Daryl Hall can’t go for that.
The singer is accusing longtime music partner John Oates of the “ultimate partnership betrayal” over plans to sell his half of the duo’s joint venture to Primary Wave, the publishing rights house that holds a series of stars’ catalogs, according to a recent declaration in the hit-making duo’s ongoing lawsuit.
A hearing is scheduled for Thursday in a Nashville court to determine the fate of Hall’s request to put any deal on hold. The judge in the case has issued a temporary restraining order blocking the sale for now while the legal issues wind through court.
In a declaration submitted Wednesday as part of a lawsuit filed Nov. 16 that seeks to block the sale, Hall said that Oates “blindsided” him by secretly moving to sell the joint venture, The Associated Press reported.
The company, Whole Oats Enterprises, holds the duo’s trademarks for their string of hits from the 1970s and 80s, their record royalty income, personal name and likeness rights and website and social media assets. Primary Wave has already owned “significant interest” in Hall and Oates’ song catalog for more than 15 years, the report said.
Oates said it isn’t so.
In court papers filed later Wednesday, he disputed Hall’s “inflammatory, outlandish, and inaccurate statements about me,” and maintained he had been working for some time to enhance their business partnership, The AP reported.
Oates said in filings that the temporary restraining order should be lifted, but also that he didn’t want to publicly discuss business dealings he considers “private matters,” The AP said.
Hall’s case argues that Oates and others involved in his trust can’t sell the joint venture’s rights until an arbitrator in a separate case weighs in on the deal, according to the AP.
Among the issues in the dispute is whether Oates disclosed the duo’s business agreement to Primary Wave in violation of a confidentiality provision. Hall laso said in the declaration that he would not approve the sale and doesn’t agree with Primary Wave’s business model, the AP reported.

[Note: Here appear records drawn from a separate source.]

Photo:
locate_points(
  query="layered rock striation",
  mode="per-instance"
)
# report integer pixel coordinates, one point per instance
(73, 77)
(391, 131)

Hall, 77, also accused Oates, 75, of becoming “adversarial and aggressive instead of professional and courteous” toward him in the last several years, and claimed that the planned sale was timed to disrupt his solo tour.
“I believe that John Oates timed the Unauthorized Transaction to create the most harm to me,” Hall said in the declaration. “Respectfully, he must be stopped from this latest wrongdoing and his malicious conduct reined in once and for all.”
The Rock & Roll Hall of Fame singers, who toured up until last year, are also considering a “global divorce.”
“Hall said he was entertaining Oates’ idea to dissolve their touring entity and a separate partnership related to their musical compositions and publishing, while Hall raised the idea of dissolving Whole Oats Enterprises.,” the AP reported.